Anyway, I can at least hope that these sorts of comments from Pigliucci will become more and more of an anomaly as time goes by.

Leave a comment


  1. Chris, really? You think that a generic call for more knowledge of philosophy of science qualifies as a direct insult to Coyne, or anyone else? And yes, there is disagreement within the philosophy community on *some* issues, but not the very basic ones I was referring to in that post. And do you think there is no disagreement on important issues within the scientific community? Take string theory, for instance.


  2. Chris Hallquist

    >You think that a generic call for more knowledge of philosophy of science qualifies as a direct insult to Coyne, or anyone else?

    I never said that. I said the quoted paragraph “sounds a bit abrasive,” but I tried to make clear that I thought the real issue was not about “tone.”

    >And yes, there is disagreement within the philosophy community on *some* issues, but not the very basic ones I was referring to in that post.

    What “basic issues” are you talking about? If you know of any issues in philosophy of science where there is no disagreement amongst philosophers, I would sincerely like to hear about it–though I doubt such an example really exists.

    After 5 1/2 years of studying philosophy, I struggle to think of a single philosophical issue on which there is no disagreement amongst philosophers. Probably “logical fatalism is false.” I can think of a couple other arguable cases besides that, but nothing in philosophy of science relevant to your beef with your fellow atheists.

    I should warn you in advance that I’d want to see fairly clear evidence of any claimed consensus. I’ve seen too bogus examples. Are you aware, for example, that you have been called ignorant on the grounds that you think Mackie’s “Evil and Omnipotence” paper made a strong case against theism, contra the supposed “consensus”?

  3. Chris,

    In regards to things philosophers basically all agree upon, what about the falsity of substance dualism?

    I was talking with a philosopher of mind recently, Mark Moyer, and he said that he didn’t even know anyone who thought dualism was true. Dan Dennett told me the same thing.

    Also, what about solipsism? –I don’t know much about it, but it seems like it wouldn’t be an idea that is very popular.

  4. Chris Hallquist

    “Solipsism” was one of the things I had in mind as an “arguable case.” PhilPapers survey, though, says about 5% of philosophers align with skepticism about the external world.

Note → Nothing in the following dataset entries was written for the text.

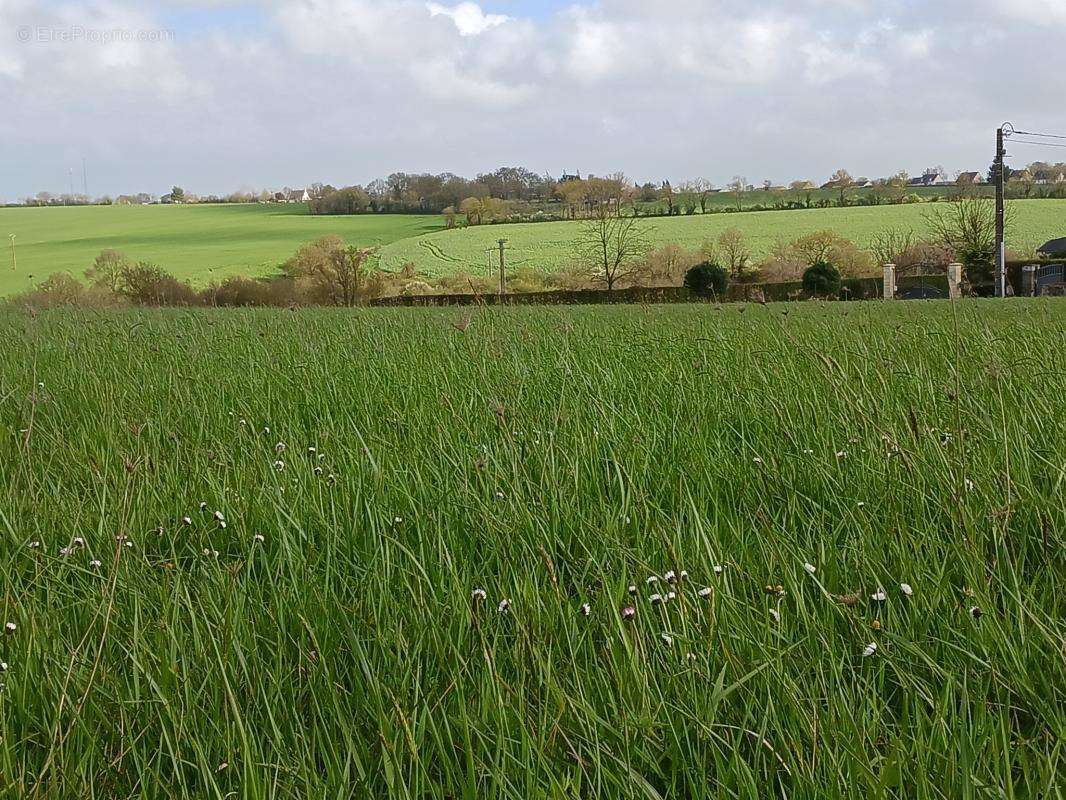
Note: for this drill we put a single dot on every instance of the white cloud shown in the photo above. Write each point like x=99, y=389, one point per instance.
x=344, y=91
x=469, y=18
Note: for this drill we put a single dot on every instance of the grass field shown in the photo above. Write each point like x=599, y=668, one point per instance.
x=549, y=245
x=374, y=469
x=197, y=243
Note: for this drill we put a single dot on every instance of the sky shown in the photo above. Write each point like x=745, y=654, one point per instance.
x=225, y=95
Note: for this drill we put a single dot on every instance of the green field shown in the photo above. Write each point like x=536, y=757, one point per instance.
x=549, y=245
x=196, y=243
x=205, y=243
x=552, y=458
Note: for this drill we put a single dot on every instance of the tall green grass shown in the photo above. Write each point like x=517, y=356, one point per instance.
x=550, y=457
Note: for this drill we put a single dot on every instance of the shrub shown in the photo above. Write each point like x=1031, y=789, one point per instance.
x=822, y=280
x=707, y=278
x=145, y=284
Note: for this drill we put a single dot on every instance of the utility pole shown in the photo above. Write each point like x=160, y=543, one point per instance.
x=1000, y=213
x=503, y=277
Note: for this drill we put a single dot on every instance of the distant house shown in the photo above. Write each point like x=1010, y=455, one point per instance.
x=1054, y=175
x=1054, y=249
x=856, y=184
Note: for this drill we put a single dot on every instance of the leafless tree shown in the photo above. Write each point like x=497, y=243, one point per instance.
x=612, y=246
x=967, y=225
x=733, y=251
x=843, y=180
x=738, y=186
x=888, y=245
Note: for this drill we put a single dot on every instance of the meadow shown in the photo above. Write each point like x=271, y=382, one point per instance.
x=199, y=243
x=548, y=245
x=796, y=550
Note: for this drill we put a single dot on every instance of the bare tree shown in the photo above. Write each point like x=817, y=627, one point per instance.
x=843, y=180
x=612, y=246
x=889, y=245
x=967, y=225
x=705, y=189
x=733, y=251
x=737, y=186
x=107, y=270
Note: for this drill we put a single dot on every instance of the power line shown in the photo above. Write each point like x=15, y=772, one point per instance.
x=1031, y=133
x=1037, y=144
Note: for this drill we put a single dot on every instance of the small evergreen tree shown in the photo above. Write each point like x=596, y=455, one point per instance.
x=707, y=278
x=822, y=280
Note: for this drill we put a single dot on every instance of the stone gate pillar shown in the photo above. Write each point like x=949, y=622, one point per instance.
x=1029, y=281
x=954, y=281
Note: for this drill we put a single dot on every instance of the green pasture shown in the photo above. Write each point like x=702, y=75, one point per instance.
x=548, y=245
x=243, y=553
x=199, y=243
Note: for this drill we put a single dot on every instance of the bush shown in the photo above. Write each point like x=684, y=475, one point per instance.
x=822, y=280
x=707, y=278
x=145, y=284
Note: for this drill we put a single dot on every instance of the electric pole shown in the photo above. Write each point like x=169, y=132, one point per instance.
x=1000, y=212
x=503, y=278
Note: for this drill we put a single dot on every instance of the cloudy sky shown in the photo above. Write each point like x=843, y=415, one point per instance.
x=219, y=95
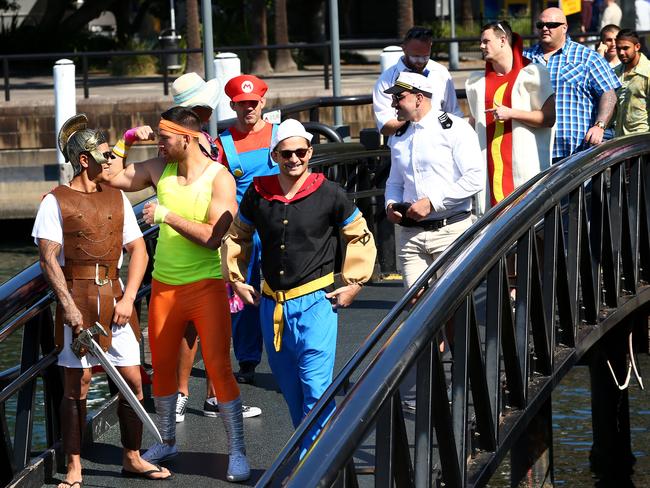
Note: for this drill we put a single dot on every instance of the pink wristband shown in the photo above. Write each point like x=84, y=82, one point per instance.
x=130, y=137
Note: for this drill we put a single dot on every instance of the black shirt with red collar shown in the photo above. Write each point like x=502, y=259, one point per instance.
x=299, y=236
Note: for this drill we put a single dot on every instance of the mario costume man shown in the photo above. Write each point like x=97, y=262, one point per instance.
x=245, y=149
x=298, y=215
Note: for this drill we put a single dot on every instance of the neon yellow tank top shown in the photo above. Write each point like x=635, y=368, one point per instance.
x=179, y=261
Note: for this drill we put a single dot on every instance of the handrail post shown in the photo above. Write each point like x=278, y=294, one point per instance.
x=52, y=385
x=84, y=64
x=165, y=75
x=5, y=71
x=25, y=405
x=326, y=68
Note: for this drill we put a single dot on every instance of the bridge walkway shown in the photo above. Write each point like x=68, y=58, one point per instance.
x=202, y=461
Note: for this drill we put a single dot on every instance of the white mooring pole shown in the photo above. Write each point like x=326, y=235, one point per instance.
x=65, y=106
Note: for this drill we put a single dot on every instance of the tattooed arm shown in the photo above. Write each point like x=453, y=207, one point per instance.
x=606, y=106
x=48, y=252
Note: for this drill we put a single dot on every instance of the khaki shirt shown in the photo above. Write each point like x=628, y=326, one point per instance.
x=633, y=97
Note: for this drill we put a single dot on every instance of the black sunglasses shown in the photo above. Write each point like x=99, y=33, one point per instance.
x=399, y=96
x=549, y=25
x=301, y=152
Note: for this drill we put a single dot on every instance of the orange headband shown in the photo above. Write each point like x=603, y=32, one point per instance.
x=170, y=126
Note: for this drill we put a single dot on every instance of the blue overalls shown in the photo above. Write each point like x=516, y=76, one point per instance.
x=246, y=328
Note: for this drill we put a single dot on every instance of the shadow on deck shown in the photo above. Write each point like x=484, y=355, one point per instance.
x=203, y=459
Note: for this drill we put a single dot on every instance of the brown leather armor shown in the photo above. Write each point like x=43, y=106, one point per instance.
x=92, y=245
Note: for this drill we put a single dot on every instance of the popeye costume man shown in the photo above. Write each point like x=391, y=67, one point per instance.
x=245, y=149
x=298, y=215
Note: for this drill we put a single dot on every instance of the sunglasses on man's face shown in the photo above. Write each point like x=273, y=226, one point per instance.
x=549, y=25
x=398, y=97
x=287, y=153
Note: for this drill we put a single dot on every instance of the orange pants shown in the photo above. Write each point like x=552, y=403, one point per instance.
x=205, y=303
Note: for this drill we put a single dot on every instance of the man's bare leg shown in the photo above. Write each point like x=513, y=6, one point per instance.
x=131, y=460
x=76, y=382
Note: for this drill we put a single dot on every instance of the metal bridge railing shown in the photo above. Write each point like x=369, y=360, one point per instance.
x=558, y=264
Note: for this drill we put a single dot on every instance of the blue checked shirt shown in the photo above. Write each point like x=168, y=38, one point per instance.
x=579, y=76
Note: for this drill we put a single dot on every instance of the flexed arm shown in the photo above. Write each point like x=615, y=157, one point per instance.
x=222, y=208
x=138, y=176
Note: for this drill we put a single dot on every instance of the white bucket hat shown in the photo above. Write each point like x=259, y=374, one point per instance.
x=191, y=90
x=289, y=128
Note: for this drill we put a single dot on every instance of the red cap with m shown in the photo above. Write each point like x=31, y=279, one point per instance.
x=245, y=87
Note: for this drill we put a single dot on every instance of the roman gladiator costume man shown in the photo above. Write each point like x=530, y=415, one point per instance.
x=80, y=230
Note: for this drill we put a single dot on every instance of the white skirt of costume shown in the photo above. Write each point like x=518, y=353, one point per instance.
x=124, y=350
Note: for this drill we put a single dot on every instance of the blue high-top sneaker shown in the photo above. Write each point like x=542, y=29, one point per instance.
x=233, y=422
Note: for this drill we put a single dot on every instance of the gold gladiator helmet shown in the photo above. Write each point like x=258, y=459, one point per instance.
x=75, y=138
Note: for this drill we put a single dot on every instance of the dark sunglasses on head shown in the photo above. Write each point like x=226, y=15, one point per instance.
x=301, y=153
x=549, y=25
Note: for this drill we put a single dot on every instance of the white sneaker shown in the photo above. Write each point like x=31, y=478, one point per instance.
x=181, y=406
x=211, y=409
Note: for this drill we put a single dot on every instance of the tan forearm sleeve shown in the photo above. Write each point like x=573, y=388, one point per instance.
x=360, y=252
x=236, y=251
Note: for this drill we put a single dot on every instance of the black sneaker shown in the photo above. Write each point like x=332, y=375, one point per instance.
x=211, y=409
x=246, y=373
x=181, y=407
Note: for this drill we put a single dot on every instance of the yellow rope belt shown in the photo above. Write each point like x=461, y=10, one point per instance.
x=282, y=296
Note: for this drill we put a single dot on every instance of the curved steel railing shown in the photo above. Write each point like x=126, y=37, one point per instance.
x=567, y=240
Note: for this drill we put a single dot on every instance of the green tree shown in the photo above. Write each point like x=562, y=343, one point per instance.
x=404, y=16
x=283, y=60
x=260, y=64
x=193, y=36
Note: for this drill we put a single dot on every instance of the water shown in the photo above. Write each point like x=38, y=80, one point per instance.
x=571, y=400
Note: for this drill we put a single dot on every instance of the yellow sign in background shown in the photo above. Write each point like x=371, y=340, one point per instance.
x=570, y=6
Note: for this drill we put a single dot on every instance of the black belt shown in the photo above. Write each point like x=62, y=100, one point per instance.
x=439, y=224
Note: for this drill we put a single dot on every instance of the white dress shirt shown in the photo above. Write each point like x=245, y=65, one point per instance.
x=444, y=165
x=444, y=93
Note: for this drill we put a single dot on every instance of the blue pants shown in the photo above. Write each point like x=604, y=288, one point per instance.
x=304, y=366
x=246, y=329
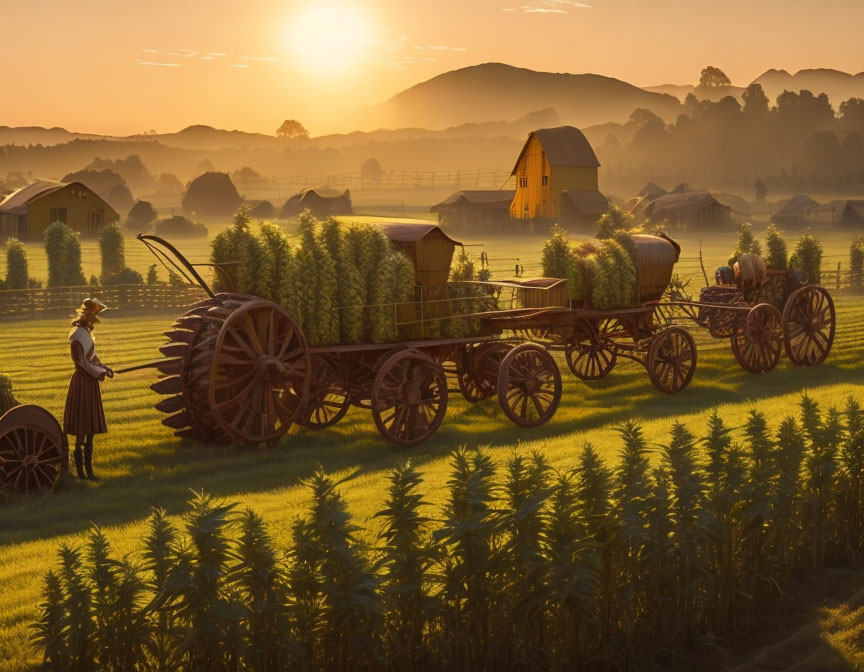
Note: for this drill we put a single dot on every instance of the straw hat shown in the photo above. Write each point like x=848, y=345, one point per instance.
x=94, y=306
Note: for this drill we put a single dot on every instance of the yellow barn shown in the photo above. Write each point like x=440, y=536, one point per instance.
x=26, y=213
x=552, y=162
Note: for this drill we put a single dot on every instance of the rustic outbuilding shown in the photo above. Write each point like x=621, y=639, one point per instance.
x=796, y=212
x=479, y=210
x=696, y=210
x=27, y=212
x=211, y=195
x=552, y=161
x=581, y=207
x=428, y=247
x=321, y=202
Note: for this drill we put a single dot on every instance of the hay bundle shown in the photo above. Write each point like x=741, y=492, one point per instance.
x=600, y=274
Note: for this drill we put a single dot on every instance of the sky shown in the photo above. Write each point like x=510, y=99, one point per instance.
x=130, y=66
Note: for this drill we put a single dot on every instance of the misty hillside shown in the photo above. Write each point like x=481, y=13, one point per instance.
x=838, y=85
x=494, y=91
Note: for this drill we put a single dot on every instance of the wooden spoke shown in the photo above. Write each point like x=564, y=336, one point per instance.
x=529, y=385
x=260, y=360
x=33, y=452
x=477, y=370
x=809, y=323
x=671, y=360
x=758, y=346
x=588, y=356
x=409, y=398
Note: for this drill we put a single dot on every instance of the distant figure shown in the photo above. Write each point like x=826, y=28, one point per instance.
x=84, y=416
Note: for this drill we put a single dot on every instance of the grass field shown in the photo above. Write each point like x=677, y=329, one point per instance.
x=142, y=465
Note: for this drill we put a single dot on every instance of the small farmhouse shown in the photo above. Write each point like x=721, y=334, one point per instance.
x=321, y=202
x=27, y=212
x=695, y=210
x=552, y=162
x=487, y=210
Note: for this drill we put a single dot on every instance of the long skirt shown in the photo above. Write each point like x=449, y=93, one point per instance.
x=84, y=414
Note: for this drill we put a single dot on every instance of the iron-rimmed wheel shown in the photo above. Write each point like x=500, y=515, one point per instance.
x=586, y=357
x=260, y=353
x=327, y=401
x=809, y=323
x=671, y=360
x=758, y=346
x=34, y=456
x=529, y=385
x=409, y=398
x=477, y=370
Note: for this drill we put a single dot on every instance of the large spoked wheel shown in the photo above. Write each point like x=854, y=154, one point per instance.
x=327, y=401
x=477, y=370
x=758, y=347
x=809, y=322
x=671, y=360
x=409, y=398
x=587, y=358
x=529, y=385
x=34, y=456
x=259, y=354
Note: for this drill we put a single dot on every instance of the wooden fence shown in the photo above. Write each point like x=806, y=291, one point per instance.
x=33, y=302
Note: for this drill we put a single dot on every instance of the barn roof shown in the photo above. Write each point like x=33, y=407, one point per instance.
x=682, y=204
x=16, y=202
x=564, y=146
x=853, y=212
x=411, y=232
x=797, y=206
x=589, y=201
x=477, y=197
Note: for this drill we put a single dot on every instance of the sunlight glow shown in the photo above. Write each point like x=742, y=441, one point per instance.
x=329, y=39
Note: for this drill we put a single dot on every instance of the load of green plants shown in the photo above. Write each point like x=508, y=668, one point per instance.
x=339, y=281
x=608, y=266
x=641, y=565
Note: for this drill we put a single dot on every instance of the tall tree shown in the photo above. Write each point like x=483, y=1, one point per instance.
x=290, y=129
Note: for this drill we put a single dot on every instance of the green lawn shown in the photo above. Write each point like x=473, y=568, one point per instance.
x=143, y=465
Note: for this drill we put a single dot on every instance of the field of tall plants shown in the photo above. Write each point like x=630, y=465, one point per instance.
x=590, y=566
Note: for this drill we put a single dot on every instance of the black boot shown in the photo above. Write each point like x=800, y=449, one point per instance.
x=78, y=455
x=88, y=461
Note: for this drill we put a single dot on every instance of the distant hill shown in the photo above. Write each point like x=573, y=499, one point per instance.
x=493, y=91
x=838, y=85
x=681, y=91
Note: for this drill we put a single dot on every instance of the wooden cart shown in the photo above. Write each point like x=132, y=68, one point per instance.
x=786, y=313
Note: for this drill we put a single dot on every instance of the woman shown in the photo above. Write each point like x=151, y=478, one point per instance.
x=84, y=416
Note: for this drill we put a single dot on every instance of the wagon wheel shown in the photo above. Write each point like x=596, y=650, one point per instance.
x=671, y=359
x=260, y=353
x=809, y=322
x=477, y=370
x=587, y=357
x=759, y=346
x=327, y=401
x=34, y=456
x=529, y=385
x=409, y=398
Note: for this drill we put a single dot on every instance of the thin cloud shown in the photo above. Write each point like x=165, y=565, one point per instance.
x=138, y=61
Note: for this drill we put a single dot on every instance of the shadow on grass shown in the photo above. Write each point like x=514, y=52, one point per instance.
x=164, y=474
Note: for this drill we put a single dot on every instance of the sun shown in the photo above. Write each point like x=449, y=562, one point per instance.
x=329, y=39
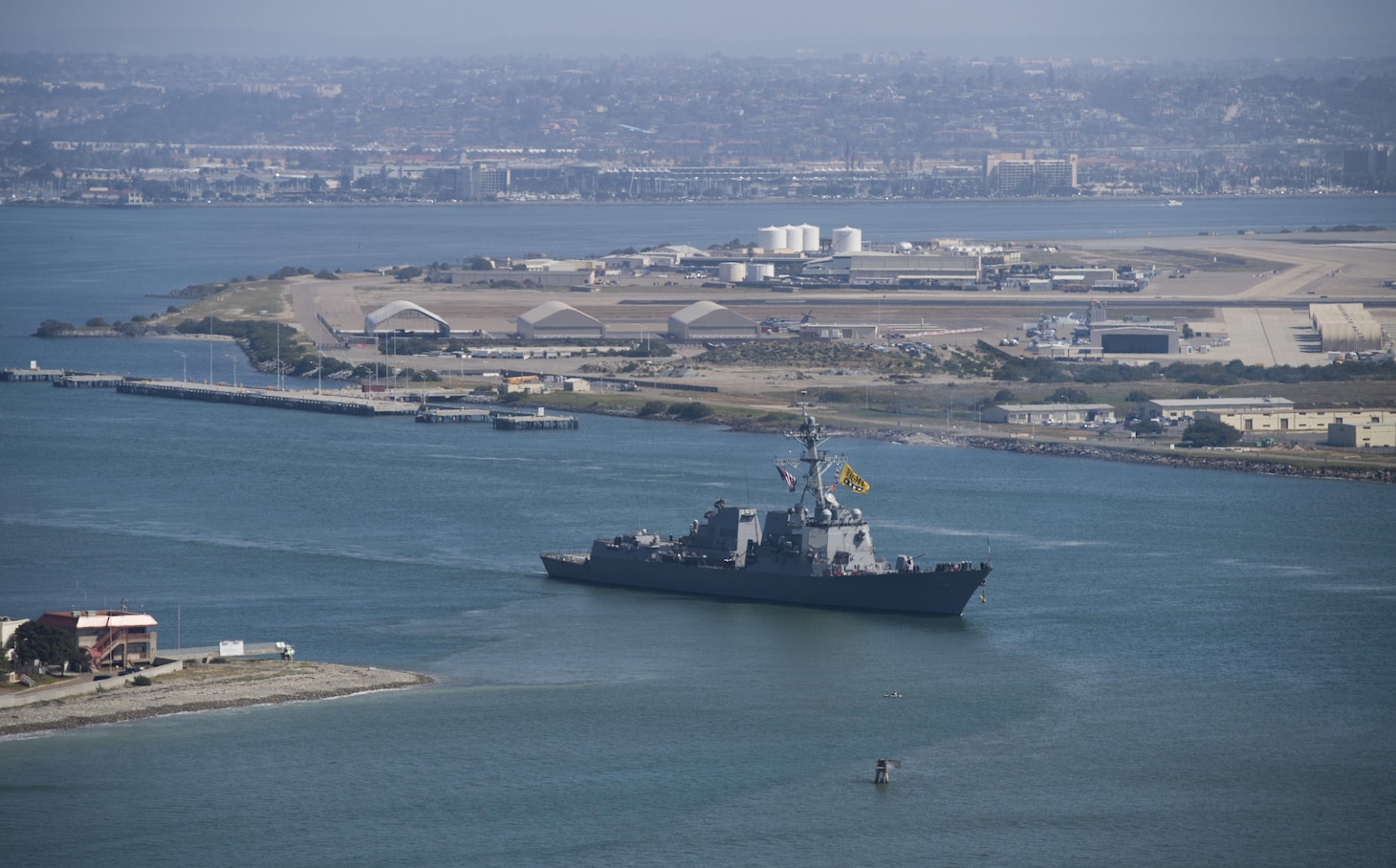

    Substance dualism I hadn’t thought of. However, while substance dualists are pretty scarce, I’m surprised Moyer and Dennett couldn’t think of any examples. I think Swinburne is the best-known advocate of substance dualism. Plantinga has written in defense of it as well.

  5. Ah, I didn’t even think to look at that Phil Paper survey. Good call.

    Dennett and Moyer might have been able to think of a philosopher of religion (or some other area) who was an advocate of dualism, but in the context of the convos I had with them, I had asked if there were any philosophers of mind who were dualists.

  6. Careful there – there are dualists who aren’t substance dualists: Chalmers, Jaegwon Kim, etc.

    My first thought is that I wonder why Swinburne isn’t considered part of the mainstream philosophy of mind discussion. Is there any reason substance dualists should be scarcer among philosophers of mind than they are around, say, neuroscientists?

    But on reflection, I’m really not sure why any educated person believes in “souls” anymore. Some sophisticated Christians–yes, even sophisticated Evangelicals!–seem to get by without them. I suspect the ones who’ve thought about it end up watering down their conception of the “soul” quite a bit, but I’m not really sure.